No contexto do ambulatório, a odontologia desempenha um papel fundamental na orientação de cuidados pré e pós tratamento do câncer. O cirurgião-dentista é responsável por orientar como o tratamento pode impactar a cavidade bucal, especialmente no que diz respeito à radioterapia. Durante as consultas, os pacientes passam por uma avaliação bucal detalhada para identificar possíveis alterações bucais que possam impactar no tratamento ou serem agravadas por ele. Com base nas alterações encontradas, é realizada a orientação sobre os cuidados necessários e encaminhamento para o tratamento odontológico, garantindo a adequação da cavidade bucal, que é crucial para pacientes que farão radioterapia na região de cabeça e pescoço.
A fim de contornar o aparecimento de desordens bucais, é de fundamental importância educar o paciente sobre a necessidade de adequação do meio bucal antes de iniciar o tratamento com radioterapia e manter acompanhamento odontológico regular ao longo da vida. Isso inclui resolver problemas dentários pré-existentes, como presença de doença cárie ou infecções, bem como a realização de procedimentos preventivos, como aplicação de flúor ou selantes, para proteger os dentes dos efeitos da radiação.

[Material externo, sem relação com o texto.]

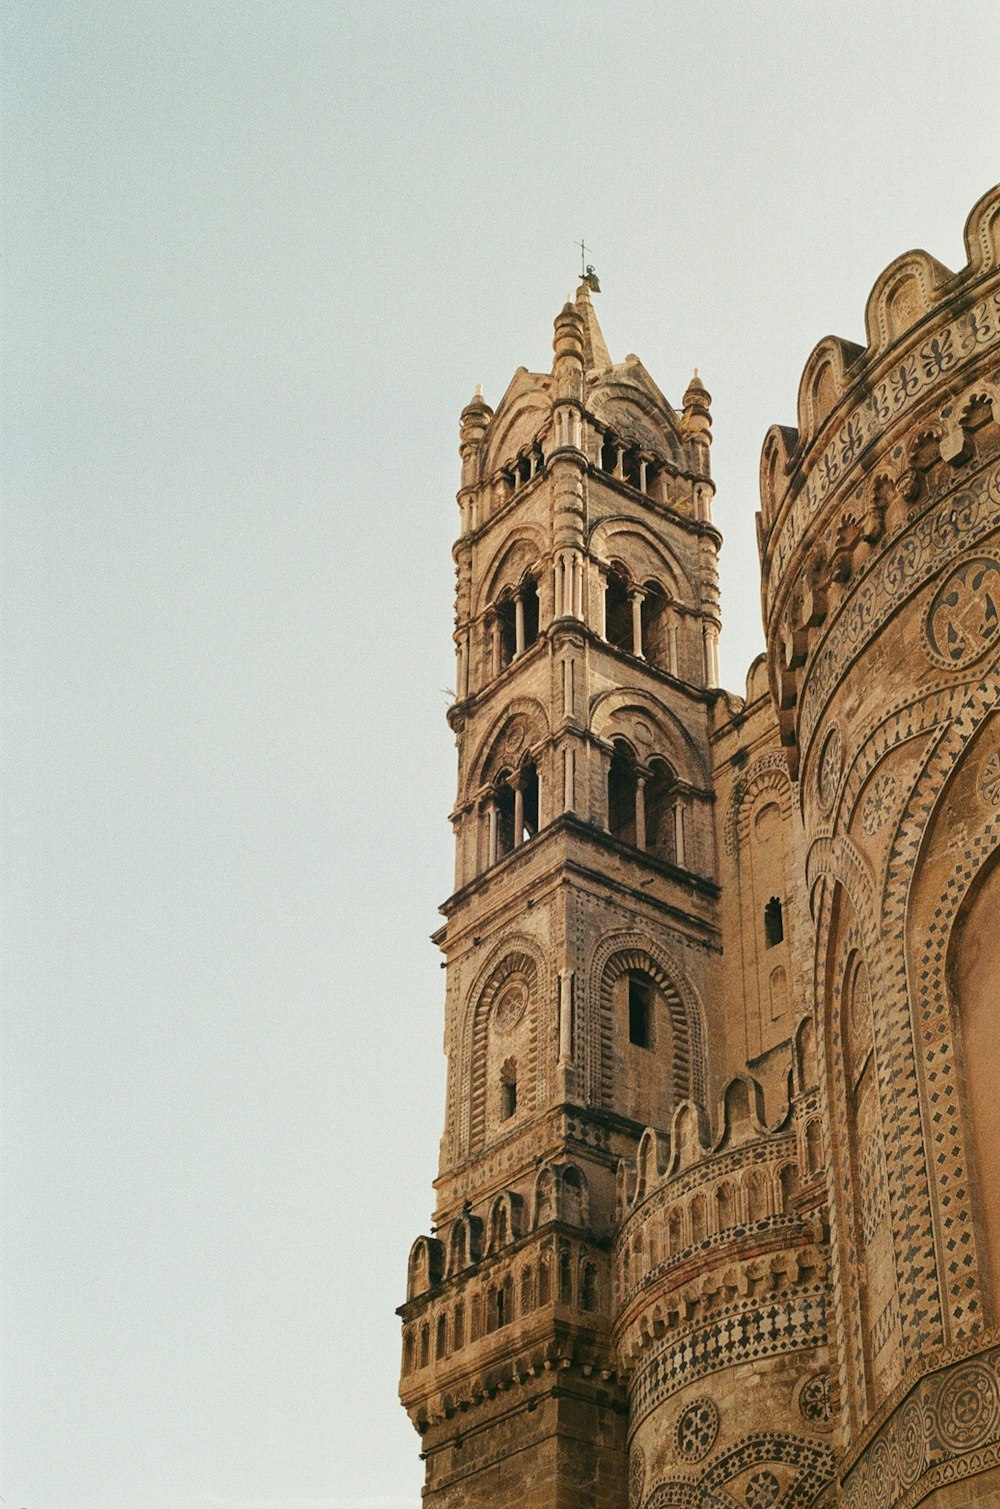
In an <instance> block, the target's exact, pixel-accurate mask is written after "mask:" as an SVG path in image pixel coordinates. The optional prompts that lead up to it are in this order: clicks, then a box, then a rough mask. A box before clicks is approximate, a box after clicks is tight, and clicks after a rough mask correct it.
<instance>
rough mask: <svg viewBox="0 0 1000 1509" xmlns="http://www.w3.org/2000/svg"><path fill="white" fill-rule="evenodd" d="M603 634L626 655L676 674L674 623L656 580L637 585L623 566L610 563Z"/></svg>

Uma das principais vantagens do trabalho no ambulatório multiprofissional é a oportunidade de colaboração interdisciplinar. O residente atua em estreita colaboração com outros profissionais de saúde para proporcionar um cuidado abrangente aos pacientes. Isso inclui coordenação de planos de tratamento, troca de informações sobre o progresso do paciente e encaminhamento para serviços de apoio secundário.
Este serviço se destaca por oferecer orientação e apoio, desmistificando tabus e promovendo geração de vínculos positivos, refletindo positivamente na adesão ao tratamento, uma vez que as ações de promoção, prevenção e educação em saúde contribuem para a redução da ansiedade e nervosismo dos pacientes e seus familiares.
Os benefícios de uma equipe multiprofissional com abordagem interdisciplinar incluem a melhoria das condições de saúde dos pacientes antes da realização de procedimentos, sejam eles cirúrgicos ou oncológicos, além do fortalecimento de vínculos com melhor resposta de adesão ao tratamento. Outro ponto de extrema importância está na replicação do conhecimento, encorajamento quanto a mudanças no estilo de vida, correção dos fatores de risco, assim como o aprendizado ampliado e colaborativo dos profissionais envolvidos.
Considerações finais A reabertura deste ambulatório Multiprofissional de cabeça e pescoço trouxe resultados significativos em termos de promoção e assistência à saúde em diversos cenários. O paciente tem uma vinculação efetiva o que reflete diretamente nos resultados do tratamento, assim como o acolhimento às suas necessidades que surgem no decorrer desta trajetória.
Os profissionais envolvidos atuam de forma colaborativa, uma vez que a equipe multiprofissional realiza a consulta de forma integrada, o que resulta em tomada de decisões mais eficazes. Corroborando, o ambulatório médico acontece no mesmo turno, possibilitando o compartilhamento do cuidado. Neste sentido, infere-se que este serviço possibilitou a quebra de paradigmas na assistência ao paciente com câncer, apropriando-se de ferramentas baseada em evidências científicas que, à luz da literatura, geram resultados concretos de qualidade.